The 5 LLM Architecture Patterns That Scale (And 2 That Do Not)

Published: (March 23, 2026 at 11:37 AM EDT)
2 min read
Source: Dev.to

Source: Dev.to

Patterns that Scale

Simple Prompt Flow

User Input → Prompt Template → LLM API → Response → User

Simple. Reliable. Easy to debug. Most LLM features should start here.

Retrieval‑Augmented Generation

Query → Vector Search → Context → Prompt → LLM → Response

Good for question answering, knowledge bases, anything requiring specific information.

Planning + Tool Use

Task → LLM Planning → Tool Calls → Review → Output

For complex tasks requiring multiple steps. More powerful but harder to debug.

Caching

Input → Cache Check → [HIT] → Response
               → [MISS] → LLM → Cache → Response

Reduces cost and latency for repeated queries. Essential at scale.

Human‑in‑the‑Loop Review

LLM Output → Human Review → [APPROVE] → Output
                         → [REJECT] → Retry

For high‑stakes decisions. Expensive but necessary for compliance.

Patterns that Do Not Scale

Direct Write‑through

User → LLM → Database Write → Response

No validation. No review. Logs, outputs, and destroys data. Works at demo scale. Breaks at production.

Monolithic Prompt

Complex Prompt = System + Context + History + Constraints + Examples + ...
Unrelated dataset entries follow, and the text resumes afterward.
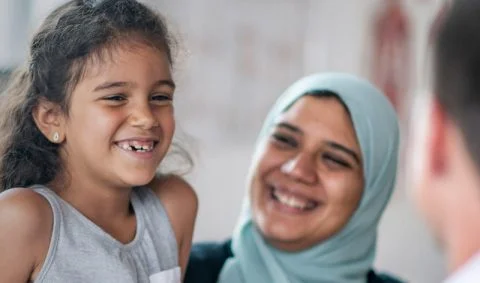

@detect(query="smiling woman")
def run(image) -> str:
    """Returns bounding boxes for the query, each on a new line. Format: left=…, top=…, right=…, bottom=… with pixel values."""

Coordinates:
left=251, top=92, right=365, bottom=252
left=185, top=73, right=403, bottom=283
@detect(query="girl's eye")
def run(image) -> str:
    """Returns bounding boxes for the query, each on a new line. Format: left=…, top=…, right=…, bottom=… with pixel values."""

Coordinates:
left=151, top=94, right=172, bottom=102
left=103, top=94, right=126, bottom=102
left=322, top=153, right=352, bottom=169
left=271, top=133, right=298, bottom=148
A 2000‑token prompt that does everything. Impossible to test, debug, or version control.

General Guidance

  • LLM architecture is software architecture. The same principles apply: modularity, testing, versioning, observability.
  • If your LLM feature would fail a code review for a microservice, it will fail in production.

Building scalable LLM features? I write about what works in production. Follow along.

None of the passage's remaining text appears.